Technische Universität Berlin
Straße des 17. Juni 135, Hauptgebäude, H112
18.30 Uhr s.t.
This lecture addresses the urbanization, urbanism, and urbanity in contemporary Maputo, with an emphasis on built heritage issues. The research aimed to provide background for understanding the socio-urban development of the locally dubbed “cidade de cimento” (city built to European standards in the colonial period) and the role of the colonial administration relative to informal processes of urban expansion in the “suburbs” (the location for lower-income, indigenous and “assimilated” groups), which led to the consolidation of a dual planning regime during the second half of the 20th century, enhancing racial-spatial inequalities. Throughout the bloody and protracted Colonial War/ War of Liberation (1964-1974), the European built environments of Lourenço Marques (renamed Maputo in 1976) came to embody what current scholarship on 20th century architecture in Africa misleadingly tends to identify as “Modern Diaspora”, failing to articulate the historiographical challenge of specific material translations with a complex interplay of actors and the colonial agenda – colonial developments and the expansion of earlier urban plans were happening at the same time most other African nations were embarking on Independence. Like other Sub-Saharan cities of colonial genesis (e.g., Beira, Nampula, Luanda), the city built by the colonial masters is now only a small part of the city, as the vast “(i)n(f)ormal” areas house up to 80% of the urban population. What we came to name “formal” and “informal” city, formal and informal strategies of survival, constitutes entangled and dependent realities. Urban plans, regulations, state and formal private sector investments, however, continue to address (Western) idealized notions of what urban planning, urban living, heritage conservation, and cities, “should be”, eluding the conditions for implementation of such visions, unable to provide for adequate infrastructures and services in fast-growing “slumified” areas where the majority of city dwellers live. The maintenance of this coloniality of space, power and knowledge, we argue, stems not only from structural difficulties, but also from the (mis)understandings of “development” conveyed by the national elites. This raises the questions that underlie the research: How do these cities manage their strong modern heritage today? How do they bridge conflicts between the protection of urban ensembles, urban development and contemporary urban aspirations?

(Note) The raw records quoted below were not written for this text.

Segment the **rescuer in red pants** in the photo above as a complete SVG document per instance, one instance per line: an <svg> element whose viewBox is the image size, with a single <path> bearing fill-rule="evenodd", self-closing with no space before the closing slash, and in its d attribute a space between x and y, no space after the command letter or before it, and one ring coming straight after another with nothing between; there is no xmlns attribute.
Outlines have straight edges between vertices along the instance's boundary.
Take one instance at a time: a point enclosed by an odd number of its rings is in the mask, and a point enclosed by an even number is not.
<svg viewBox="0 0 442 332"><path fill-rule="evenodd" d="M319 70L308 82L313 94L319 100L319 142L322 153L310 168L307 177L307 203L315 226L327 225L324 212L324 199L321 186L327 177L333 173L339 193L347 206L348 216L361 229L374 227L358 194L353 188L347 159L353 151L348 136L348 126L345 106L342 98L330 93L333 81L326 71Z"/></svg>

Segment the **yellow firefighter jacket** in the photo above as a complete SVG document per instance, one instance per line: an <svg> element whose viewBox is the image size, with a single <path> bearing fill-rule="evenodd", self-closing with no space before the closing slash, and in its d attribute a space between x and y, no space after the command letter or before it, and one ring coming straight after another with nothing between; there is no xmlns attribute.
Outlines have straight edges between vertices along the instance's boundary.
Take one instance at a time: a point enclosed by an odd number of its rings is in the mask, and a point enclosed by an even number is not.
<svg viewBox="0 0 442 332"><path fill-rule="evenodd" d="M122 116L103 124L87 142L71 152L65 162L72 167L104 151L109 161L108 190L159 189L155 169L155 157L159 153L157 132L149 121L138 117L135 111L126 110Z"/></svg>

Lisandra Franco de Mendonça is an architect and heritage conservation researcher and currently a Postdoctoral Researcher at the Research Training Group 2227 as an Alexander von Humboldt Scholarship Holder. She was educated at Porto University and at the Sapienza University of Rome. She received her PhD from Coimbra University (cotutelle with Sapienza University of Rome) in 2016, with a dissertation on the conservation of modern architecture and urban ambience in Maputo (Mozambique). Her research field is the history of 20th century built production under dictatorial and colonial regimes in Europe and Africa. Within this field, she develops an interrogative view oriented towards the conservation of modern ensembles, focusing especially on patrimonial transferences, translocal spatial production and relations between European and African parallel modernities. She did her professional internship at Eduardo Souto de Moura Arquitetos in Porto and as of 2003 has collaborated in several architectural firms in Italy and in Portugal on architectural projects, construction supervision and project management, competitions and exhibitions.